After the close of the acquisition, Koi’s agentic endpoint security will extend to Palo Alto Networks’ Prisma AIRS, the company’s AI security platform. This integration is expected to broaden coverage across critical AI-driven operations. Concurrently, it also promises to enhance Cortex XDR’s endpoint security solution providing significant visibility into the AI attack surface to improve security policy and malware prevention.

“AI agents and tools are the ultimate insiders,” said Lee Klarich, Chief Product & Technology Officer, at Palo Alto Networks. “They have full access to your systems and data, but operate entirely outside the view of traditional security controls. By acquiring Koi, we will be closing this gap and setting a new standard for endpoint security. We will give our customers the visibility and control required to safely harness the power of AI—ensuring that every agent, plugin, and script is governed, verified, and secure.”

“We founded Koi to secure the next frontier of risk,” said Koi CEO and co-founder Amit Assaraf. “Joining forces with Palo Alto Networks will allow us to scale our technology to the world’s largest organizations, delivering protection that makes work on the modern AI-native endpoint secure by design.”

Terms of the agreement were not disclosed.

Channel Impact®
The acquisition is intended to help eliminate the AI security gap by establishing agentic endpoint security as the next frontier of enterprise risk reduction.

Gartner Forecasts Worldwide IT Spending to Grow 10.8% in 2026

Worldwide IT spending is expected to reach $6.15 trillion in 2026, up 10.8% from 2025, according to the latest forecast by Gartner, Inc.

“AI infrastructure growth remains rapid despite concerns about an AI bubble, with spending rising across AI‑related hardware and software,” said John-David Lovelock, Distinguished VP Analyst at Gartner. “Demand from hyperscale cloud providers continues to drive investment in servers optimized for AI workloads.”

Server spending is projected to accelerate in 2026, growing 36.9% year-over-year.
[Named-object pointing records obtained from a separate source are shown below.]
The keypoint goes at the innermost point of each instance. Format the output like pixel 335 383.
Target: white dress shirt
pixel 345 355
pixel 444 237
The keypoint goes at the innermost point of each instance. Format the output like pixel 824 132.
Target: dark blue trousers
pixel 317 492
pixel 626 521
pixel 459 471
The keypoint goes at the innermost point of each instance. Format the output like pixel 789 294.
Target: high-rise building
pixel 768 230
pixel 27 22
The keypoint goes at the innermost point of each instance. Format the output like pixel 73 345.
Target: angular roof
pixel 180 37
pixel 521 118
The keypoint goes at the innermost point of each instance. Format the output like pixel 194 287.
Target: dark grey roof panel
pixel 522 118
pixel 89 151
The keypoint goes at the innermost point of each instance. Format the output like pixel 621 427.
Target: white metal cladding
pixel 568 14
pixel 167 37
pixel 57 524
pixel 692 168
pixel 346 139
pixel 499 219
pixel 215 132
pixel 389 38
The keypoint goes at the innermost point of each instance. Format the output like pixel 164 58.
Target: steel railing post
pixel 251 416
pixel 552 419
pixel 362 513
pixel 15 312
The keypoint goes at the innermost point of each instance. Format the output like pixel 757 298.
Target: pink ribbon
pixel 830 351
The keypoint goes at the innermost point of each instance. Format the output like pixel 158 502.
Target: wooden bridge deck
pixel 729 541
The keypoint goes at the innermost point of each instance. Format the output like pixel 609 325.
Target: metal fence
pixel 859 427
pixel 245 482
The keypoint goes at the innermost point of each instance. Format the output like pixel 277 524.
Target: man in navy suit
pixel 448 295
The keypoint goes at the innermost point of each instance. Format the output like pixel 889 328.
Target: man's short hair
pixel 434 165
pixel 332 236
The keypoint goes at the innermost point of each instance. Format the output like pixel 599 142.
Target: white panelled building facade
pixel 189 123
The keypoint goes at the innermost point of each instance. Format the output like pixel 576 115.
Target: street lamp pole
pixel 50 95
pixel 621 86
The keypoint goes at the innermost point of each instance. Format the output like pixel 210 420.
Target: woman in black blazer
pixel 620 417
Total data center spending is expected to increase 31.7%, surpassing $650 billion in 2026, up from nearly $500 billion the previous year.

Software spending growth for 2026 has been slightly revised downward to 14.7%, from 15.2% for both application and infrastructure software.

“Despite the modest revision, total software spending will remain above $1.4 trillion,” said Lovelock. “Projections for generative AI (GenAI) model spending in 2026 remain unchanged, with growth expected at 80.8%. GenAI models continue to experience strong growth, and their share of the software market is expected to rise by 1.8% in 2026.”

Shipments of mobile phones, PCs, and tablets continue to grow steadily. Total spending on devices is projected to reach $836 billion in 2026. However, market-demand constraints will slow growth to 6.1% in 2026.

“This slowdown is largely due to rising memory prices, which are increasing average selling prices and discouraging device replacements,” said Lovelock. “Additionally, higher memory costs are causing shortages in the lower end of the market, where profit margins are thinner. These factors are contributing to more muted growth in device shipments.”

Channel Impact®
The data spotlight specific sectors in which channel partners may choose to allocate additional resources toward higher sales and customer acquisition.